The literary analyst Harold Bloom provided a revealing analysis of the connection between fire and belonging in one narrative in the Bible's book of Luke (22:54-62).  After Jesus is arrested, his disciple Peter flees into the darkness of the night.  Peter is alone and cut off in the coldness of the night.  But then he notices a fire burning in the distance.  On many occasions in the past, Peter's companions and Jesus spent time around such fires at night, sharing stories.  And so, the lonely Peter is drawn towards this new fire, around which people are huddled.  But when Peter draws closer to this fire, his face becomes illuminated, and so he is recognized as being a disciple of Jesus, the identity which he had been trying to conceal.  Peter and the strangers around the fire have not felt their common humanity.  And Peter flees back into the darkness of the cold night.

There is a larger way the sense of belonging can become lost.  Jeffrey Sobosan recounts an incident involving a mentor of his, "an old priest who had .... contributed brilliantly to his own specialty in theology, and now at the close of life had given himself over to what he once described as his first love, the study of the stars."  Sobosan continues:
"I met him in a garden one evening, where he sat by his beloved telescope...
with a look of ineffable sadness in his eyes.... He spoke of the beauty of the universe...
but in striving after this beauty,... his mind had taken a savage turn ...
toward the damning conclusion: the universe is void of meaning."
The vast cosmos had, for him, become alien.

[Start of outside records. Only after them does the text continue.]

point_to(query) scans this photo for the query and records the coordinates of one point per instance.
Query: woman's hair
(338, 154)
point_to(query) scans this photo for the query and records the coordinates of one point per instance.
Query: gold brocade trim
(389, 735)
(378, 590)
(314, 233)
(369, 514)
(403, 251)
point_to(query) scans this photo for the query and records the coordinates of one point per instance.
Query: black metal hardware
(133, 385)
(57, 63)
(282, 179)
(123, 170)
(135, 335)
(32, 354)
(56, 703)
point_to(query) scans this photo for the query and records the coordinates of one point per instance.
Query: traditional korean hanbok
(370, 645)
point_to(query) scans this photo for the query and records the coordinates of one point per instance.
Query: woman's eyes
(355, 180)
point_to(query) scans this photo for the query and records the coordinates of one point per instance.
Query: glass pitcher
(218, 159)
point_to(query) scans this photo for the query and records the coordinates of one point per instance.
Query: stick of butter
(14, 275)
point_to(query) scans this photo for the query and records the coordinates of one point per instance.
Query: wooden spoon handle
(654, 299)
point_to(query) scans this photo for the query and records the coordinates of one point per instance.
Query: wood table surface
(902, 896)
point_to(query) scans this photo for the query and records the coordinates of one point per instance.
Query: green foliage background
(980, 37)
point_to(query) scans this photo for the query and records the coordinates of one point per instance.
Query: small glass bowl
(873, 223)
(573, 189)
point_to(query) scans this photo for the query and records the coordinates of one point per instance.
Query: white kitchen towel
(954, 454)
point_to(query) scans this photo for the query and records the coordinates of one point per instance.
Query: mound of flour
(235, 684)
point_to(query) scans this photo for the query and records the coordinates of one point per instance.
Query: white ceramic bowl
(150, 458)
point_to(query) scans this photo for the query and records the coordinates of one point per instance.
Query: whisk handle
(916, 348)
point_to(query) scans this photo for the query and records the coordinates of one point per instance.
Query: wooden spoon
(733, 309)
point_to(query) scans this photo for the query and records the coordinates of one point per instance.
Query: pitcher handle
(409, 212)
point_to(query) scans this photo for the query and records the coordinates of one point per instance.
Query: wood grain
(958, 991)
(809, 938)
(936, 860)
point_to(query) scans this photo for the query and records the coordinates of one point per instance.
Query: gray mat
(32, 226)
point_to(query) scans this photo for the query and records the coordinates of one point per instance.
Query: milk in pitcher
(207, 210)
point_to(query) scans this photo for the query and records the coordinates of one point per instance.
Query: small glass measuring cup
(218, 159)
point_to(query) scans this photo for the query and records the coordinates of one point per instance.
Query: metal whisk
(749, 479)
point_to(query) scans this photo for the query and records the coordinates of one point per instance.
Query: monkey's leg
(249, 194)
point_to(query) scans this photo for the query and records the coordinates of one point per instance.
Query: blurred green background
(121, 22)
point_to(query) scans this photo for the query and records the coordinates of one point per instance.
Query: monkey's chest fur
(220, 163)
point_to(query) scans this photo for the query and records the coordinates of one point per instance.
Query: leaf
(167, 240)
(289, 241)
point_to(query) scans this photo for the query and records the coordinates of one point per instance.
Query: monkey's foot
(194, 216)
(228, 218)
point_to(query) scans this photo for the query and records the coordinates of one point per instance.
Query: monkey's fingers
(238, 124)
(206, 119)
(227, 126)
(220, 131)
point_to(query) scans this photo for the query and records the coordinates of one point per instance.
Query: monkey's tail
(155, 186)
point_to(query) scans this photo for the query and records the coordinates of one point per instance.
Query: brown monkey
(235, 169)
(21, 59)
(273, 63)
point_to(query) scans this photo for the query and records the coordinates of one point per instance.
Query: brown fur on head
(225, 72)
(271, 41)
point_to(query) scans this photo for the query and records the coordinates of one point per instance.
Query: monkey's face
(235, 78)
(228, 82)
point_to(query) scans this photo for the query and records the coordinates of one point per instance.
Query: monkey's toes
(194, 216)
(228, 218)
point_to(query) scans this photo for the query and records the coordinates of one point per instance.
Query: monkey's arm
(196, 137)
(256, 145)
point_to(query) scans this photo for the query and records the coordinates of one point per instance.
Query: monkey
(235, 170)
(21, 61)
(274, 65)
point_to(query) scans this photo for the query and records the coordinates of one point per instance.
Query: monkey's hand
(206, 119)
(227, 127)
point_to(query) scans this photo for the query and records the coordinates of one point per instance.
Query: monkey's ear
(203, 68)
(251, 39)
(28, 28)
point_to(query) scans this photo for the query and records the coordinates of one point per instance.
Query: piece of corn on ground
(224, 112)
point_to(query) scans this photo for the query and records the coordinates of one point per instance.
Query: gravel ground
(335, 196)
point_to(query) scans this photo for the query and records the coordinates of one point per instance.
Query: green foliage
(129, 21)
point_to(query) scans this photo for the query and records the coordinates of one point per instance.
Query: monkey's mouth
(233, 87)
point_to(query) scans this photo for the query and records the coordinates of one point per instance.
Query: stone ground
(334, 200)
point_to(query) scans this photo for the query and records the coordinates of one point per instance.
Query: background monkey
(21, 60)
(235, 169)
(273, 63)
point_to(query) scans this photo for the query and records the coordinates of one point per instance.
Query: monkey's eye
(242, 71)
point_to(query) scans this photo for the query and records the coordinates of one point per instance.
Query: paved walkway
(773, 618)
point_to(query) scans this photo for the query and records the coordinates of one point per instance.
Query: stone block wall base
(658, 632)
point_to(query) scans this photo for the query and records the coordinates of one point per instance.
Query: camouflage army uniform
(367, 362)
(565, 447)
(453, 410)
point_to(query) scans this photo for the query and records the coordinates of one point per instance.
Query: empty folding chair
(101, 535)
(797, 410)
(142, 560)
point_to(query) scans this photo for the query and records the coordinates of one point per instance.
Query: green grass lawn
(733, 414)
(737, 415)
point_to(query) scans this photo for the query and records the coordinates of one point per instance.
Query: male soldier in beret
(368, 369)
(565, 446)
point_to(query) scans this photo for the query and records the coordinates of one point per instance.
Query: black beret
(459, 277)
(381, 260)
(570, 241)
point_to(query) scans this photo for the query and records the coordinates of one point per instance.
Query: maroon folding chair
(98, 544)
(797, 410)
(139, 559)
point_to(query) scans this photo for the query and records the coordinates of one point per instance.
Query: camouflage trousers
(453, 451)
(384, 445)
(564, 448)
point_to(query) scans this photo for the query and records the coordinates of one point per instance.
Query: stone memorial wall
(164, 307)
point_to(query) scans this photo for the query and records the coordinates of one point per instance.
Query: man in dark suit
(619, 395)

Feeling the grandness of the world.
It is not hard to understand why Sobosan's mentor-priest felt himself betrayed by the cosmos, which he had hoped would provide him a comforting beauty with its views though the telescope.  Even though telescopes have revealed much more of this vast universe, the view through a telescope is a narrowing of our immediate field of vision. It is somewhat like trying to view an ocean through a ship's small porthole.  As the philosopher Max Oelschlaeger explains, using Galileo as an example:
"By using the telescope, Galileo’s eyes gathered additional light,
and the telescopic image itself was magnified....
What he lost was the sweeping field of view of the naked eye astronomy....
And perhaps, in his intense concentration, he lost also the sounds and smells of the night
and the awareness of himself as a conscious man beholding
a grand and mysterious stellar spectacle."

A sweeping field of vision can encompass both those stars and ourselves in one grand narrative.  And that narrative can give us a sense of universal belonging -- provided we remember our common humanity as part of that domed narrative.  The story-telling circle must become wider than the ring around our particular campfire.

~ ~ ~

(Do you have any recollection of being around a campfire in a way that increased your sense of belonging?  When was it?  What was it like?)


(The Sobosan quotation is from his Romancing the Universe: Theology, Science, and Cosmology. © 1999. p. 1.)
(The Oelschlaeger quotation if from his The Idea of Wilderness. © 1991. p. 78.)